Sunday, March 14, 2004

perl and relocating its installation


While setting up our development system and source control, I'm taking the philosophy that all tools are to be checked into source control, not installed on individual machines; in that way a developer's tools are never out of date. Unfortunately some tools don't like this approach, they like to hard-code or "relocate" their position during installation.
One of those is perl.
This link explains a bit how ActivateState relocates perl on install.
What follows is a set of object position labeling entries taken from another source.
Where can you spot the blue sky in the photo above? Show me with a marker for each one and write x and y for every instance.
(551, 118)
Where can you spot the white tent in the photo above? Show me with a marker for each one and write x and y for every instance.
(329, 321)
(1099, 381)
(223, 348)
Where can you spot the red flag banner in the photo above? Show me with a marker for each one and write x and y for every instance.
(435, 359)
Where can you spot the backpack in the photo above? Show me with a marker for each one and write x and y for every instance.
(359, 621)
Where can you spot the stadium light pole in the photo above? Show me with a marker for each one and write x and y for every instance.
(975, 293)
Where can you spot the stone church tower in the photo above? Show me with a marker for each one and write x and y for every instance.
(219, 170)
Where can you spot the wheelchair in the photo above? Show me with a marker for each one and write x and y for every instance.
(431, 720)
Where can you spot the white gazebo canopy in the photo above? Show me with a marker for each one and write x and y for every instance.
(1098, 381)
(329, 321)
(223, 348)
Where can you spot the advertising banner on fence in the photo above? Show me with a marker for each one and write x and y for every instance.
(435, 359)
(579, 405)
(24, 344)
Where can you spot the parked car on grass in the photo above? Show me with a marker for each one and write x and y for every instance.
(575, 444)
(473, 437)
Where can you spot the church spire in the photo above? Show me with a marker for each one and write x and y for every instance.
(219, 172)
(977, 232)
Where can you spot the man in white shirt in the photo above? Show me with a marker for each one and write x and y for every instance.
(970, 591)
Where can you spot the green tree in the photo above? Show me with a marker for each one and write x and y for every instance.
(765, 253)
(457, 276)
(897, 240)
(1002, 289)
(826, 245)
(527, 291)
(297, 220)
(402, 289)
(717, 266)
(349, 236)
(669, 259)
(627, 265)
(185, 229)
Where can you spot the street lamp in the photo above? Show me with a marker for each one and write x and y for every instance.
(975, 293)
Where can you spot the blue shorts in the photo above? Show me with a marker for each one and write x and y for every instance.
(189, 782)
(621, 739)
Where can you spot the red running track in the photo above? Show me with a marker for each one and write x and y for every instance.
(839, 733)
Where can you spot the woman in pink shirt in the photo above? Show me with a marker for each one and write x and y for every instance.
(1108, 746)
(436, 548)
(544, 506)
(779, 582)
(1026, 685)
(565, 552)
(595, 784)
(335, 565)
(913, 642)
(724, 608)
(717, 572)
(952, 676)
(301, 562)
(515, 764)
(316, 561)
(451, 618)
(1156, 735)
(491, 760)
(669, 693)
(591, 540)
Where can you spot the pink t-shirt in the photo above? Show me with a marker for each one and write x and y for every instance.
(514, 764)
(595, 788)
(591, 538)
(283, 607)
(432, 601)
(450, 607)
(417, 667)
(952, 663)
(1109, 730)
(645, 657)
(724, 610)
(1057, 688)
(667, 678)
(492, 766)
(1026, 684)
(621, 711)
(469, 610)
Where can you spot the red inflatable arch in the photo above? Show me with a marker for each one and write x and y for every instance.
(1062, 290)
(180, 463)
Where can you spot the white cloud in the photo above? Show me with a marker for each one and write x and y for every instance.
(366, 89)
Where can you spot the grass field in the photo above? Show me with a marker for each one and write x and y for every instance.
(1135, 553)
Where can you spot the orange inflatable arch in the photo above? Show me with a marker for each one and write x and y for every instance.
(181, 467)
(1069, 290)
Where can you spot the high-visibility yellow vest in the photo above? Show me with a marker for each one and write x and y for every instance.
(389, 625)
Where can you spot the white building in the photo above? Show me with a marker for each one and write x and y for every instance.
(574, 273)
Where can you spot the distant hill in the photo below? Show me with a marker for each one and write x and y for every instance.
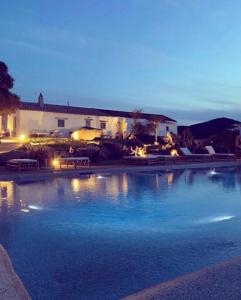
(205, 129)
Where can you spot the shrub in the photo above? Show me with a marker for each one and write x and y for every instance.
(40, 152)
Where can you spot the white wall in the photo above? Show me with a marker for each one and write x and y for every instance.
(28, 121)
(39, 120)
(162, 129)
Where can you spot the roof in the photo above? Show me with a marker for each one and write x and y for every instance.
(32, 106)
(205, 129)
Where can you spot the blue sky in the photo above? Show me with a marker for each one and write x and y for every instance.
(176, 57)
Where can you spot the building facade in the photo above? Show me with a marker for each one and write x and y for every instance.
(39, 117)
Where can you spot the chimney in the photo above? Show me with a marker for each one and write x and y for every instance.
(41, 100)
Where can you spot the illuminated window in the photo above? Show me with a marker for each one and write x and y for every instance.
(61, 123)
(87, 122)
(102, 125)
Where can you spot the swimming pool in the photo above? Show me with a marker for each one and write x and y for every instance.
(108, 236)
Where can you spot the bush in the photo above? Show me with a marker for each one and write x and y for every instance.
(40, 152)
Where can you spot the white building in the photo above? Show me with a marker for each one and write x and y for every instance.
(40, 117)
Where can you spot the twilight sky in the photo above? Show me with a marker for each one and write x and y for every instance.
(181, 58)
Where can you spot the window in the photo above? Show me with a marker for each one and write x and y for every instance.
(61, 123)
(103, 125)
(88, 122)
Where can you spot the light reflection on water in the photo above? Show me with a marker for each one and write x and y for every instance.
(106, 236)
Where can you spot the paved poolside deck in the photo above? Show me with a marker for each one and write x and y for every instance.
(120, 168)
(221, 282)
(11, 287)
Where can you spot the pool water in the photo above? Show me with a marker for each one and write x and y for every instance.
(108, 236)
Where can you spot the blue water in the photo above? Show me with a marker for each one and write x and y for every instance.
(105, 237)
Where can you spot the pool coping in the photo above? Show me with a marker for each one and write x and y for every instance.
(115, 169)
(11, 286)
(220, 281)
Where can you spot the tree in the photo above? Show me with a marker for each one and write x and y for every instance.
(9, 102)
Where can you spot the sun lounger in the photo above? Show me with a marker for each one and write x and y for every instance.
(74, 161)
(188, 154)
(148, 160)
(211, 151)
(23, 164)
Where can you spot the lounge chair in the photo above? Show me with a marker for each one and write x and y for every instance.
(74, 161)
(23, 164)
(211, 151)
(188, 154)
(149, 159)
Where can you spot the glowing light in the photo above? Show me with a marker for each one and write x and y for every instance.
(76, 185)
(75, 136)
(174, 153)
(55, 163)
(22, 137)
(215, 219)
(35, 207)
(213, 173)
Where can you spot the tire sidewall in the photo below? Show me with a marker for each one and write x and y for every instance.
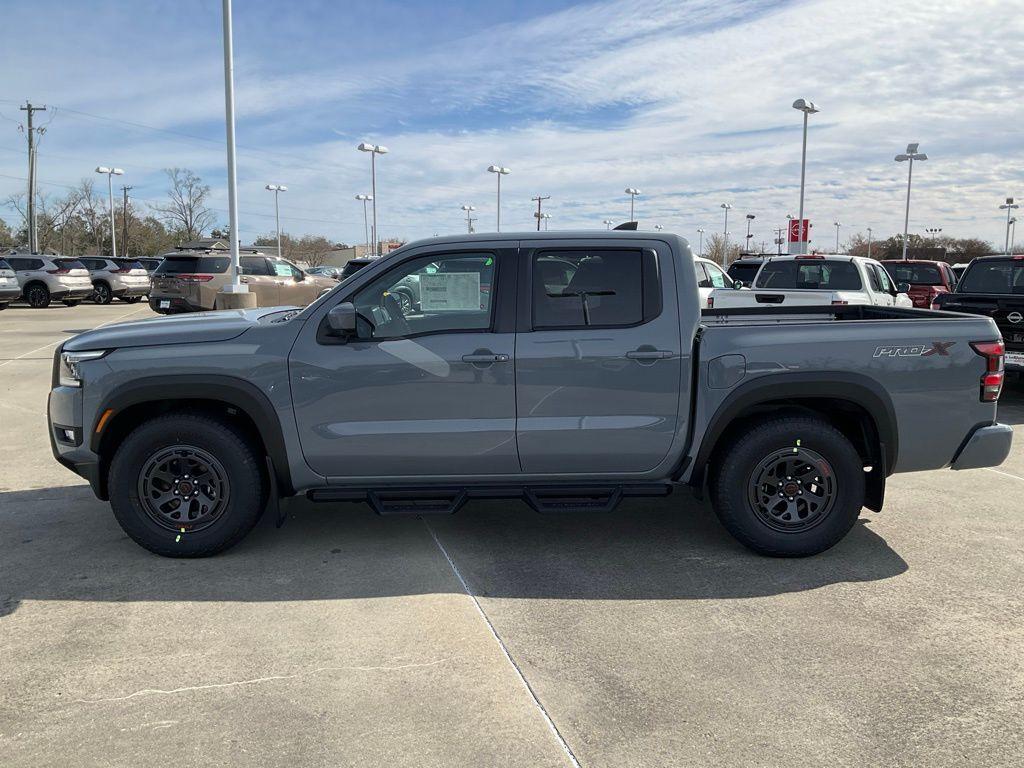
(730, 486)
(246, 496)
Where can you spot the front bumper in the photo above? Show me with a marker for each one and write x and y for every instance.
(987, 446)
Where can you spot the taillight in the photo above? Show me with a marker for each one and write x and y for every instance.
(991, 382)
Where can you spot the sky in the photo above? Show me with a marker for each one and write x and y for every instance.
(688, 100)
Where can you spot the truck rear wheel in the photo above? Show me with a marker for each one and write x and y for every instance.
(793, 486)
(186, 485)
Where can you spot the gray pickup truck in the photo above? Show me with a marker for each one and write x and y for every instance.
(568, 370)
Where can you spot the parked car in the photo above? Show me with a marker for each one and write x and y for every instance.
(745, 269)
(334, 272)
(117, 279)
(711, 276)
(189, 281)
(46, 278)
(816, 280)
(925, 279)
(993, 286)
(569, 397)
(9, 288)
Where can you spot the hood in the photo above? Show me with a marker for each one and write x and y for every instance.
(193, 328)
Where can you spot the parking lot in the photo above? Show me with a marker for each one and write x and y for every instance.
(498, 636)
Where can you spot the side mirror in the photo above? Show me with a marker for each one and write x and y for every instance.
(341, 318)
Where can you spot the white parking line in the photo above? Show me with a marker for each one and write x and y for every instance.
(1005, 474)
(508, 656)
(52, 343)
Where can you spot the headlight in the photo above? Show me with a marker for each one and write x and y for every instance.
(71, 372)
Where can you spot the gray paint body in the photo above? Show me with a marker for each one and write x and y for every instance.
(567, 406)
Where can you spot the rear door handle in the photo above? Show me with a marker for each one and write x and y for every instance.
(648, 354)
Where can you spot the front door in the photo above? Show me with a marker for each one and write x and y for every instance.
(259, 275)
(598, 358)
(426, 387)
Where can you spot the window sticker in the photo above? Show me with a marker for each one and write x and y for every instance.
(450, 292)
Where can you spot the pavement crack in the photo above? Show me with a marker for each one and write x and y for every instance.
(508, 655)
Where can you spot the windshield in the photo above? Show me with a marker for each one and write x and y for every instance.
(1004, 275)
(915, 274)
(195, 264)
(809, 274)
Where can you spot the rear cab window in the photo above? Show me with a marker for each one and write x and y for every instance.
(603, 288)
(820, 274)
(995, 276)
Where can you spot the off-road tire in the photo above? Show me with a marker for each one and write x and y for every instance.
(243, 465)
(734, 492)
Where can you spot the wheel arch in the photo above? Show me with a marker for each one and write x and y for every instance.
(231, 399)
(854, 403)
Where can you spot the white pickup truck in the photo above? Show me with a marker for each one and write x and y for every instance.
(814, 280)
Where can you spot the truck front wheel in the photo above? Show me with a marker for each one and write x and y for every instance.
(186, 485)
(792, 486)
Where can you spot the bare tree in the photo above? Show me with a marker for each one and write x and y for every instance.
(186, 209)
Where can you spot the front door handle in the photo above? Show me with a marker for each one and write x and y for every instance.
(648, 354)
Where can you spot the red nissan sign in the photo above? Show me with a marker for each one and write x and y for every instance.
(795, 230)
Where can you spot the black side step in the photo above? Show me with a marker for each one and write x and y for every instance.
(448, 500)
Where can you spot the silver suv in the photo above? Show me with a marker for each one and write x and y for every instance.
(9, 289)
(46, 278)
(117, 279)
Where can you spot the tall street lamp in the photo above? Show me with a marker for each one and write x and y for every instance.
(1010, 206)
(909, 156)
(111, 173)
(374, 151)
(469, 221)
(276, 189)
(633, 194)
(366, 225)
(808, 108)
(725, 233)
(499, 171)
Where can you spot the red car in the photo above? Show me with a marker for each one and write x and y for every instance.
(926, 279)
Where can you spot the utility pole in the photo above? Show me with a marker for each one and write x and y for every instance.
(538, 200)
(124, 219)
(33, 241)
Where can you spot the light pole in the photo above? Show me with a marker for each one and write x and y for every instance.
(908, 157)
(500, 171)
(633, 194)
(725, 233)
(808, 108)
(276, 189)
(111, 173)
(1009, 205)
(469, 221)
(374, 151)
(366, 226)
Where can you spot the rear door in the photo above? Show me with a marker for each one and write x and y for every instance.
(421, 391)
(598, 358)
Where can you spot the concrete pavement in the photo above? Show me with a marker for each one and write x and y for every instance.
(647, 637)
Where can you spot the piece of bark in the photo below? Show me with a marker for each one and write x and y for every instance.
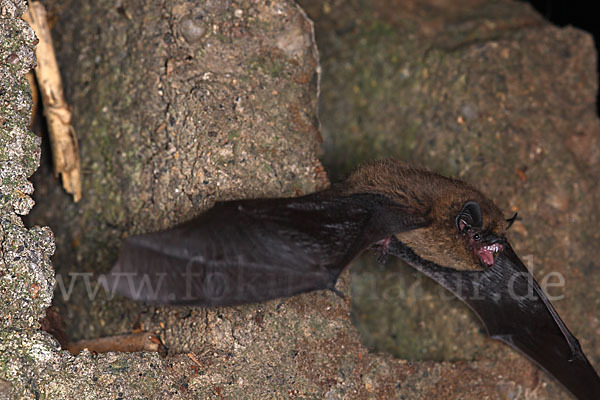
(63, 139)
(129, 343)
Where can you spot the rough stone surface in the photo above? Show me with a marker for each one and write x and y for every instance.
(491, 93)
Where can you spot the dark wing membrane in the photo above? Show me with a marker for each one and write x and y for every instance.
(254, 250)
(514, 310)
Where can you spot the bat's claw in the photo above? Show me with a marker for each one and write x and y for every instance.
(337, 292)
(383, 247)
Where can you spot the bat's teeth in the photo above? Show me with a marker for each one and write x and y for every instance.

What happens is that the @INC path must be embedded in the perl executable on
Unix platforms, or so they claim. When install.sh is run, it calls reloc_perl,
which uses an ActiveState perl module Relocate which then uses this trick to
replace things like
/tmp/.TheInstallScriptWasNotRunTheInstallScriptWasNotRunTheInstallScriptWasNotRun-perl/lib/5.8.0
with the appropriate path. Unfortunately, when I first tried this, the path just happens to be my home directory where I downloaded it.
By the way, there is only 0x80 (128) bytes of space to put the path in, so there is a limit to what location it can be relocated into.
So, the procedure I used to get an ActivePerl that works on anyone's machine no matter where their source directory is mapped to their file system:
  • Installed ActiveState Perl normally, into a place such as your home directory: in my case this was /home/jared.oberhaus/p4/tools/linux/ActivePerl-5.8.3.809
  • Found all instance of text and binary files under the installation directory that contain /home/jared.oberhaus and replaced them with the original files from the install tar. The original files still have encoded strings such as/tmp/.TheInstallScriptWasNotRunTheInstallScriptWasNotRunTheInstallScriptWasNotRun-perl/lib/5.8.0 inside them.
  • Submitted these files to source control as-is.
  • Modified ActiveState's install.sh by adding to it (not removing the original install procedures). First it links the magic /tmp path to the file location where the source control version is mapped. This is controlled by detecting where the install script exists and processing that. When reloc_perl executes it will copy everything into /home/user/p4/tools/linux/perl-5.8.3 and at the same time replace the magic /tmp string with the correct location.